CAPT: Category-level Articulation Estimation from a Single Point Cloud Using Transformer
Lian Fu, Ryoichi Ishikawa, Yoshihiro Sato, Takeshi Oishi
TL;DR
CAPT addresses category-level articulation estimation from a single point cloud by employing an end-to-end Transformer-based framework with a four-stage encoder and multi-branch decoders. It introduces a motion loss to recover dynamic features and a coarse-to-fine double voting scheme to robustly estimate joint parameters, achieving state-of-the-art performance on synthetic category datasets. The method optimizes a composite loss that combines segmentation, direction, pivot, distance, state, and motion terms, and demonstrates strong generalization to real-world scenes in sim-to-real experiments. This work showcases the viability of Transformer architectures for articulated object analysis and control, enabling accurate, end-to-end estimation without post-optimization or multi-stage pipelines.
Abstract
The ability to estimate joint parameters is essential for various applications in robotics and computer vision. In this paper, we propose CAPT: category-level articulation estimation from a point cloud using Transformer. CAPT uses an end-to-end transformer-based architecture for joint parameter and state estimation of articulated objects from a single point cloud.
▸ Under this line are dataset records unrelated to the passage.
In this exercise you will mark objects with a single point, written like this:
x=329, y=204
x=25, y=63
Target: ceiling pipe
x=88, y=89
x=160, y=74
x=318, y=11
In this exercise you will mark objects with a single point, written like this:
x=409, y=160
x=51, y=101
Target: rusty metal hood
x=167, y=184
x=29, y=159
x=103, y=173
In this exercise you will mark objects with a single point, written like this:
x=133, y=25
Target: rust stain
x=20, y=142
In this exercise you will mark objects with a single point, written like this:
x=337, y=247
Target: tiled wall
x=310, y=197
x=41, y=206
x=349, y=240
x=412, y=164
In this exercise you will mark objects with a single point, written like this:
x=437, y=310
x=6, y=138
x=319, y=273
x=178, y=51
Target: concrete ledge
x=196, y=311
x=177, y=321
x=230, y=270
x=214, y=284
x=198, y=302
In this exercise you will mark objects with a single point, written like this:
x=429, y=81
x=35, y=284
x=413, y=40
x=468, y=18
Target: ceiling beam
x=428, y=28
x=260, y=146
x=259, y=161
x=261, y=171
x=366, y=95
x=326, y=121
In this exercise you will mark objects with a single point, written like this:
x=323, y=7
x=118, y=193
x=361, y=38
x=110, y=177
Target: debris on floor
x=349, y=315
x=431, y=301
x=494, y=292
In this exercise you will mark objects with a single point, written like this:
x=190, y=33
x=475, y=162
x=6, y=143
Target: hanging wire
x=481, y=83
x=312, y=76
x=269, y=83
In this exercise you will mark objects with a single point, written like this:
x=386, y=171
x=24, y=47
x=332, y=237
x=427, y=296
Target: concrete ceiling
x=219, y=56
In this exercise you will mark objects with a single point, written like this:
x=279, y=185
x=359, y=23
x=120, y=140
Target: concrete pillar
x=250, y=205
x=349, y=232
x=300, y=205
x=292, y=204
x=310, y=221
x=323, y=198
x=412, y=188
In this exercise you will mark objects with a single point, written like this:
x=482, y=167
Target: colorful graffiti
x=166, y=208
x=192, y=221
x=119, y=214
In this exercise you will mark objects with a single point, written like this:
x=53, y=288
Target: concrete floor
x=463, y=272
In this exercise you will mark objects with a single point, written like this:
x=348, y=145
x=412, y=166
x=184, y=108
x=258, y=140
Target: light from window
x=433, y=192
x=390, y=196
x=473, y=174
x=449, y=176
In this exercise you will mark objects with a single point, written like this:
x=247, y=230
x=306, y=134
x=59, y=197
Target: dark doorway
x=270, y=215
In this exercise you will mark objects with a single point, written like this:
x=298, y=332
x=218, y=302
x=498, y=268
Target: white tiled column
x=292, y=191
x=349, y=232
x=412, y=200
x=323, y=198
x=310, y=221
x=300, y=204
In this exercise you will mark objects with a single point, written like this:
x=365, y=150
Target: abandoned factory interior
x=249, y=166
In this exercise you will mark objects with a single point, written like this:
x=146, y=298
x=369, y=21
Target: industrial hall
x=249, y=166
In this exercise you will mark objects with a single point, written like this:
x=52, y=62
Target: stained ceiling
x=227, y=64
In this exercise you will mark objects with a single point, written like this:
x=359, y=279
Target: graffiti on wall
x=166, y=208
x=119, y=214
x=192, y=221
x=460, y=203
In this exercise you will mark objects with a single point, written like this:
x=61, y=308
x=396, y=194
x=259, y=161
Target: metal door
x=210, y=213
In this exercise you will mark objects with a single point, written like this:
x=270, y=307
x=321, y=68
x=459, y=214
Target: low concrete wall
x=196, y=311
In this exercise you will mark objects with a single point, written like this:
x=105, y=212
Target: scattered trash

The proposed CAPT methods accurately estimate joint parameters and states for various articulated objects with high precision and robustness. The paper also introduces a motion loss approach, which improves articulation estimation performance by emphasizing the dynamic features of articulated objects. Additionally, the paper presents a double voting strategy to provide the framework with coarse-to-fine parameter estimation. Experimental results on several category datasets demonstrate that our methods outperform existing alternatives for articulation estimation. Our research provides a promising solution for applying Transformer-based architectures in articulated object analysis.